Dr Justin Koonin, co-convenor of New South Wales Gay and Lesbian Rights Lobby also spoke at the hearing.

'Freedom of religion is an important right in a democratic society like ours, and we respect the right of individuals to practice the religion of their choice,' said Koonin.

'However, freedom of religion is not an absolute right and should not be used to deprive others of their rights to live their lives free from discrimination or their right to the highest attainable standards of health and education.'

Reverend Brian Lucas, general secretary of Australian Catholic Bishops Conference said that treatment for gender identity is not available in Catholic hospitals and that could be a problem if a transgender patient was transferred to one.

David Martin general manager of Christian aged-care provider HammondCare told the committee that they do not 'discriminate in provision of care on any basis, whether race, religion, gender or sexual orientation' but said he believes exemptions for religious organizations should remain in the Bill.

'Faith-based organizations should continue to operate under internationally recognized religious freedoms to run services and employ staff in alignment with the openly and honestly held views of the organization,' said Martin.

Social work expert in LGBTI aging, associate professor Mark Hughes at Southern Cross University told the committee that he 'strongly support[s] the prohibition on discrimination by aged-care services run by religious organizations'.

'My own experience as a social worker has taught me that decisions to access community and residential aged care services were often made in crisis situations such as having been diagnosed with a major illness or having been admitted to hospital and certainly in the context of scarce resources,' said Hughes.

'So rarely are people in the situation where they can shop around for the least discriminatory service, especially if they live in regional and rural areas.
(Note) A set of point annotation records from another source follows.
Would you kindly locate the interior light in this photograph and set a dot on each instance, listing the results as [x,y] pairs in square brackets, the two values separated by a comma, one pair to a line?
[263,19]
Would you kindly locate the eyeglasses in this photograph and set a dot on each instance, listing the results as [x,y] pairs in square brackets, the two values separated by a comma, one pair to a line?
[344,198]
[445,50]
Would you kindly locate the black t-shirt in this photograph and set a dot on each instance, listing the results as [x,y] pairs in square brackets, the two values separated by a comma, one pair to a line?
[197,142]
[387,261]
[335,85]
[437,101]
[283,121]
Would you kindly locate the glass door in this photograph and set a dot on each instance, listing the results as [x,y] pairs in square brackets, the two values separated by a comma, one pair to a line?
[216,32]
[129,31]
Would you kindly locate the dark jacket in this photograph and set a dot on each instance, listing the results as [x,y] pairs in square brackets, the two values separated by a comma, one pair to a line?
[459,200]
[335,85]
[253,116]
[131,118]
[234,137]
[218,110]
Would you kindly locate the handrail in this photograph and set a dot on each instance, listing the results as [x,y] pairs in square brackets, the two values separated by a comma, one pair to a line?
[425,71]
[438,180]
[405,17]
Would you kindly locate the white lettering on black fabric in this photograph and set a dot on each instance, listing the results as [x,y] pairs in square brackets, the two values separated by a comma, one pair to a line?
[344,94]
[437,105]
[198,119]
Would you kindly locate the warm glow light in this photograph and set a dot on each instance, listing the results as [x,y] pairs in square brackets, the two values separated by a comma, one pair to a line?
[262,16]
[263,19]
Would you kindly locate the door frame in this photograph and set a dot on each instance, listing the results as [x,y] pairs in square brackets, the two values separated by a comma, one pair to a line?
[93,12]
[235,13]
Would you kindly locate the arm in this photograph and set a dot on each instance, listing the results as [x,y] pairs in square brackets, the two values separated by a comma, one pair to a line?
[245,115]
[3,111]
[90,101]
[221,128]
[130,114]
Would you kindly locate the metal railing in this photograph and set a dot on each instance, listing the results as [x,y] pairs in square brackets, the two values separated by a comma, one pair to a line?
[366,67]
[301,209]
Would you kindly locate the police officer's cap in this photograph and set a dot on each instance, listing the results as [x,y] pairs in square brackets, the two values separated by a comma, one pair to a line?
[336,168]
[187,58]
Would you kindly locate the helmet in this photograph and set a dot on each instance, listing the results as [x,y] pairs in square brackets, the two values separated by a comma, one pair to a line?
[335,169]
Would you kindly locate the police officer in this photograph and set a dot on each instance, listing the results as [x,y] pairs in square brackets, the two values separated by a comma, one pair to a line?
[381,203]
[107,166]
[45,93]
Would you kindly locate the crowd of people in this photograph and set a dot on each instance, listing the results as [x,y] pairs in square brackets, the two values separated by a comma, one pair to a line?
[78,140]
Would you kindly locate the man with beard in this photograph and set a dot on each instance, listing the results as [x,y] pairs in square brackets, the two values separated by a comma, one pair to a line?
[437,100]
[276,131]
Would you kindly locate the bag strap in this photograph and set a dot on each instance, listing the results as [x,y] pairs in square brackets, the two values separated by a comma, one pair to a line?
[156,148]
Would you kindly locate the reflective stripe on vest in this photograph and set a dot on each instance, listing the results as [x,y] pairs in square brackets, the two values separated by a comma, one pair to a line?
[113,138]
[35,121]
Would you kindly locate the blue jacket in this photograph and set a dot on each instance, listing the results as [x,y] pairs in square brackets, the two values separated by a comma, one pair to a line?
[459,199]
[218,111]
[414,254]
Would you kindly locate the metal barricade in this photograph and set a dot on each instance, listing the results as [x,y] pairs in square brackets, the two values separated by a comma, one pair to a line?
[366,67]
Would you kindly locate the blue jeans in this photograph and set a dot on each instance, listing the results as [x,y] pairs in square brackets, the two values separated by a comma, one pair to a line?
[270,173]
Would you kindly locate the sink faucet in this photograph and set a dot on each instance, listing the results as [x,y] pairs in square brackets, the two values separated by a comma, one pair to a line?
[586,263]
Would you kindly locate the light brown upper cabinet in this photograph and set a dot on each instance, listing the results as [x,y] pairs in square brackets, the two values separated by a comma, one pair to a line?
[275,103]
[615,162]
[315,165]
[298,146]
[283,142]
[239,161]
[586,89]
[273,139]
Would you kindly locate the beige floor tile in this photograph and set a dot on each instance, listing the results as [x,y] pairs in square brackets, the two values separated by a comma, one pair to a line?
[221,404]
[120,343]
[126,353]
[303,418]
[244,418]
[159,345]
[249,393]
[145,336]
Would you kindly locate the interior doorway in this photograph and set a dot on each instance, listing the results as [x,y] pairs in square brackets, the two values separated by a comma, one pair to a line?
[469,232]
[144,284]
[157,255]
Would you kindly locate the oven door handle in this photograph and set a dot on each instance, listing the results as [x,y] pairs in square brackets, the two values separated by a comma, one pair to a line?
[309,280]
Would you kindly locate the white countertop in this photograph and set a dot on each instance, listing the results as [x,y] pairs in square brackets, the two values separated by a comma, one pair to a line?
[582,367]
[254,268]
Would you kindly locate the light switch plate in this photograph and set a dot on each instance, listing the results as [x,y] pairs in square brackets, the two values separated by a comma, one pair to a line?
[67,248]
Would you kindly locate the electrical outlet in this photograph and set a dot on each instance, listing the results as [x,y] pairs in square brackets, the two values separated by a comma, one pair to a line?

For me it seems inhumane that publicly funded aged care providers should be allowed to discriminate against some older Australians solely on the basis of their sexual
orientation or gender identity.'

Hughes cited research that found 40% of LGBTI people in Queensland who had received aged-care were treated badly due to their sexual orientation or gender identity.

Discrimination law expert Professor Simon Rice, chair of law reform and social justice at Australian National University told the committee that there was 'no logical argument for privileging religious institutions'.